Il sort sa chemise du sac, la renifle. Elle sent encore le parfum qu'il a essayé en magasin, une odeur boisée, avec une pointe de santal. Il se regarde dans le miroir : un homme neuf, avec des yeux bleus, deux lacs où se sont noyés tous ses rêves.
 
Il attend que la soirée ait vraiment commencé pour se fondre dans la masse. Il a envie d'appartenir à ces corps qui dansent au même rythme, de devenir invisible en se mêlant aux danseurs. Il sent de nouveau sa chemise, s'assure qu'elle sent bien le parfum, cette odeur rassurante d'homme des villes, puis se lance. 
 
Ces cours gratuits de Forro le réjouissent. N'importe qui peut participer. La fille lui sourit, ses gestes sont maladroits et saccadés, mais il lui tient la main et pause délicatement l'autre main sur son dos. Ils tournent, virevoltent, se trompent, mais elle continue à lui sourire. Puis la musique se termine. Ils se remercient chaleureusement et changent de partenaire. Encore une fois, elle lui sourit et ne semble pas gênée par sa gaucherie. Au contraire, elle lui murmure qu'elle débute, elle aussi. 

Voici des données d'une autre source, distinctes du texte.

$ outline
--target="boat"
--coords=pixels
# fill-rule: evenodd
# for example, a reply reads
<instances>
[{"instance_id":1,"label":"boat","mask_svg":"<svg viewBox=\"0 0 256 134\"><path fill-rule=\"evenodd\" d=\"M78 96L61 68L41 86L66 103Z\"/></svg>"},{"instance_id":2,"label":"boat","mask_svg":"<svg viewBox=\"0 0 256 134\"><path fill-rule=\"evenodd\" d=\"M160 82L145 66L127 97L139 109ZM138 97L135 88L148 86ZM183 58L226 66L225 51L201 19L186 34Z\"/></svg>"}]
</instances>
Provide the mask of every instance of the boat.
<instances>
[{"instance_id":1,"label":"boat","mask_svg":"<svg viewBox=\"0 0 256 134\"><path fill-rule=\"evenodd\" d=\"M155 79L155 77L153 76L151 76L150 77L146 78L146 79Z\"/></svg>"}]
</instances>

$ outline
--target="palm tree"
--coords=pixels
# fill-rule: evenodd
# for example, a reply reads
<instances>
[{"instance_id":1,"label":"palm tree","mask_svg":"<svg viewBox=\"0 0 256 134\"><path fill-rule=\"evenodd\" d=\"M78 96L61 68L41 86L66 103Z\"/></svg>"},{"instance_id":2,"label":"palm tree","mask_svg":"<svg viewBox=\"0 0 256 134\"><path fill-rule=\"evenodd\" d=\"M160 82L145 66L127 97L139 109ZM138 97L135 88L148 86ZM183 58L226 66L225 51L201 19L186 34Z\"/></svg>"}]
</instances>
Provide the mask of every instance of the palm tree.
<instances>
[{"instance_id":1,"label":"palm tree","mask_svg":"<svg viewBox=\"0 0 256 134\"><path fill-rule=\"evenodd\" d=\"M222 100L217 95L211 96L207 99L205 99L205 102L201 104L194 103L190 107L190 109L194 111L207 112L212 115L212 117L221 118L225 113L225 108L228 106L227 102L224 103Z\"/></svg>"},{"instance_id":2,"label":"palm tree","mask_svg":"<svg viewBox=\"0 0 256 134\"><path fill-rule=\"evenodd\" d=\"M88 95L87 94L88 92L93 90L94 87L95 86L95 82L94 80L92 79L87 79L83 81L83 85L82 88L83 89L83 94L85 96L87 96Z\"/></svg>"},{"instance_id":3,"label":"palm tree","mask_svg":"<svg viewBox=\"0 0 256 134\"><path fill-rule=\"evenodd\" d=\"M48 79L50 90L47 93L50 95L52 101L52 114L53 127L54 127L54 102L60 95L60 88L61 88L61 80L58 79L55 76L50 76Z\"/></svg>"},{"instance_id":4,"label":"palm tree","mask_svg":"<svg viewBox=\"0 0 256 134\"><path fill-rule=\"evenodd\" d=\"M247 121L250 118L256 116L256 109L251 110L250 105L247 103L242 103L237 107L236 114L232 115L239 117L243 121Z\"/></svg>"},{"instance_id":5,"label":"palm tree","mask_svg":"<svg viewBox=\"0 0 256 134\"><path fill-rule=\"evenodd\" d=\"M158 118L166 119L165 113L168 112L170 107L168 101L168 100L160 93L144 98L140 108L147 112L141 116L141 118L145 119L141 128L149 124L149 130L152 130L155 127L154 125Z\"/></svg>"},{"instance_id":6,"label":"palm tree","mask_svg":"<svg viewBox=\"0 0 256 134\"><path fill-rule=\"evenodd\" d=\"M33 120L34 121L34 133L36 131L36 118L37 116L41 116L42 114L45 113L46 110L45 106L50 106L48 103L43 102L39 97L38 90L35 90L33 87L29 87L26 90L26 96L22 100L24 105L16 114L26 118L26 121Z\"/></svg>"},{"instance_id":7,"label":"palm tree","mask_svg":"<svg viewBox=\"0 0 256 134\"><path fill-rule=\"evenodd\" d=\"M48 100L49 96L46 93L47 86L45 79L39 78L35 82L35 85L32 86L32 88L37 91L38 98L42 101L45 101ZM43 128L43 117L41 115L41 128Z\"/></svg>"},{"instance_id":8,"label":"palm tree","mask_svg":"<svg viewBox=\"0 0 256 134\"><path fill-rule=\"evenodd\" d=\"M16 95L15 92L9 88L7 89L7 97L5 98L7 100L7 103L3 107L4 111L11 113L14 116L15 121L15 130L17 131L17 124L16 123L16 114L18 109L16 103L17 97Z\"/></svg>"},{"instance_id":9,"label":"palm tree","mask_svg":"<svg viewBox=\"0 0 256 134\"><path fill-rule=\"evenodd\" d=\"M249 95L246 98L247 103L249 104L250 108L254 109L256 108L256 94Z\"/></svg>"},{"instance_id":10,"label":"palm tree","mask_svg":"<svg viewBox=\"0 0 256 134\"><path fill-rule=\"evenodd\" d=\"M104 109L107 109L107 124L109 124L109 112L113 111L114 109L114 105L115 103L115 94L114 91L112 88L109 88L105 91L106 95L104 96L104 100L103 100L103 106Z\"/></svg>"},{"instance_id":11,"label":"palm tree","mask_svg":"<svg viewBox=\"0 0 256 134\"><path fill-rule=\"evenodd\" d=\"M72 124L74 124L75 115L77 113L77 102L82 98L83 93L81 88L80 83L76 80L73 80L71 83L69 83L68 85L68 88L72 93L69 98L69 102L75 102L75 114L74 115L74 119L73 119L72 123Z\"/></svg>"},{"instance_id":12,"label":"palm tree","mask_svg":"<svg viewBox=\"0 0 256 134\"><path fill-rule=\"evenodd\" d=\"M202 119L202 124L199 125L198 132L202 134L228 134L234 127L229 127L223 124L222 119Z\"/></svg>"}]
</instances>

— C'est toujours difficile de commencer, surtout quand on guide. 
 
Et chacun de son côté se laisse entrainer par la musique chaloupée. Les visages s'enchainent et se confondent.  Il sent la chaleur des mains, le contact de l'autre, une vraie rencontre d'être à être. 
 
Personne ne lui demande qui il est ni d'où il vient. Il est là pour danser et sentir cette joie d'être vivant. Mais l'heure tourne. Il commence à regarder avec anxiété son montre. Il ne lui reste qu'une heure. Une seule petite heure pour se sentir vivant. La professeure lui propose une danse. Elle lui demande gentiment s'il accepterait de se rapprocher un peu plus près d'elle. Il se colle contre elle, sent sa tête contre sa tempe, son ventre rebondi. Cela fait des mois qu'il n'a pas connu une telle promiscuité, cela lui donnerait presque envie de pleurer. Il s'excuse d'avance pour sa maladresse, c'est un novice, il apprend. Alors elle lui propose de le guider :
— Tu dois juste sentir l'énergie qui passe entre nos ventres, nos cuisses, nos têtes.
 
Il se laisse porter, sent son odeur douce de chaude transpiration mêlée de parfum, une pointe de fleur d'oranger. Porté telle une liane sur un tronc, il oublie sa solitude, le froid, l'isolement, l'heure, le temps. Il est juste là, porté par ses pas.
 
La musique s'arrête, ils se saluent.
 
Il doit rentrer. Le centre pour SDF fermera dans moins d'une heure. 
 
Il regarde encore une fois le reflet de son visage, capture ce sourire qui le regarde. Oui, c'est cela, regarder en face, à hauteur d'Homme.